‘The youth have risen!’ Climate strikers storm the streets
We join kid protestors in Toronto as 1.6 million students around the world tell grown-ups to clean up their mess
“As Greta Thunberg said, we have not come here to beg politicians for change,” yelled Sophia Mathur, 11, from a podium in front of Queen’s Park, the Ontario legislature.
“We have come here to show them that change... is... coming!”
Sophia Mathur, 11, speaking in front of Queen’s Park in Toronto during a global student climate strike on March 15. (Joshua Ostroff/CBC)
Hundreds of student protesters in the Toronto crowd on this chilly Friday, March 15, cheered in return.
Similar scenes played out across Canada and around the world.
An estimated 150,000 climate strikers demonstrated in Montreal on March 15. (Greenpeace/Twitter)
An estimated 1.6 million kids in more than 120 countries joined the latest, and largest, Fridays for Future climate strike.
This mass movement was inspired by a single girl — Greta Thunberg, recently nominated for the Nobel Peace Prize.
The 16-year-old from Sweden began her strike last August, refusing to attend school on Fridays if grown-ups refused to do more to address climate change.
Greta Thunberg, the 16-year-old Swede who started the climate-strike movement last summer, speaking at a protest in Hamburg, Germany on March 1. (Axel Heimken/Getty)
Thunberg was soon joined by thousands of other kids sharing her concerns after her YouTube videos went viral, including speeches she made in front of world leaders.
Thunberg accused adults of “stealing” kids’ futures.
“I don't want you to be hopeful, I want you to panic,” she said. “And then I want you to act.”
Mathur came across Thunberg’s videos from her Sudbury home last fall and, on November 2, believes she became Canada’s first climate striker.
Sophia Mathur, 11, climate-striking in Sudbury, Ont., on Dec. 7, 2018. (Sophia Mathur/Twitter)
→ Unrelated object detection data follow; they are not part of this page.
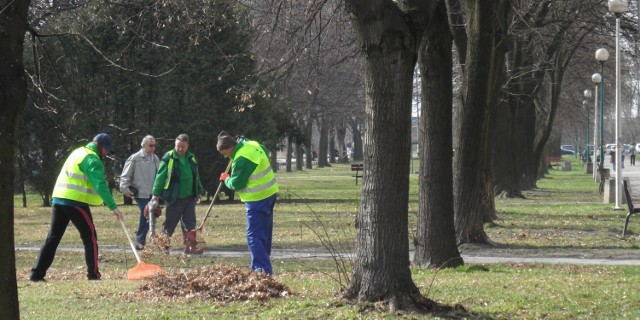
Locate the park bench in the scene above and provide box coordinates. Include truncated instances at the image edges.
[351,163,364,186]
[547,156,562,169]
[622,180,640,237]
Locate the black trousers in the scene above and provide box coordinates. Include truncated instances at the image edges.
[31,205,100,280]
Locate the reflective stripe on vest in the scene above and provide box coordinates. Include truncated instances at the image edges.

“When I heard what Greta said, it empowered me because she just has all the perfect words,” said Mathur at the Fridays for Future GTA prep session before the March 15 protest.
“She said adults weren't doing enough for climate change. So I decided we need to do something.”
Similarly inspired, Zoe Keary-Matzner, 12, has been helping lead Friday strikes in Toronto.
She even got in the news for issuing late slips to Ontario Premier Doug Ford and his environment minister because “they’re late on climate action.”
Zoe Keary-Matzner, 12, in the striped sweater, at a Queen’s Park press conference where she issued Premier Doug Ford a late slip for Ontario’s climate change policies. (FridaysForFutureGTA/Facebook)
“It's important that kids take the lead because we can't vote,” Keary-Matzner said. “The grown-ups are deciding the future for us, which is not fair.”
These kids say they’re fed up with adult indifference, and don’t buy the economic argument for lack of action.
“A lot of people are like, 'What about the people in the oil industry and [other] industries?” said Serafina Bennett, nine. “Well, it doesn’t really matter what job you have if you’re dead.”
Serafina Bennett and her fellow climate-strikers arrive at their Queen's Park proteston March 15. (Joshua Ostroff/CBC)
Back at the protest, Mathur ended her speech with a crowd chant, summing up how a million climate-striking kids have responded to this crisis.
“The youth have risen! The youth have risen! The youth have risen!”
A national climate strike in Canada is planned for May 3, and a second global strike on May 24.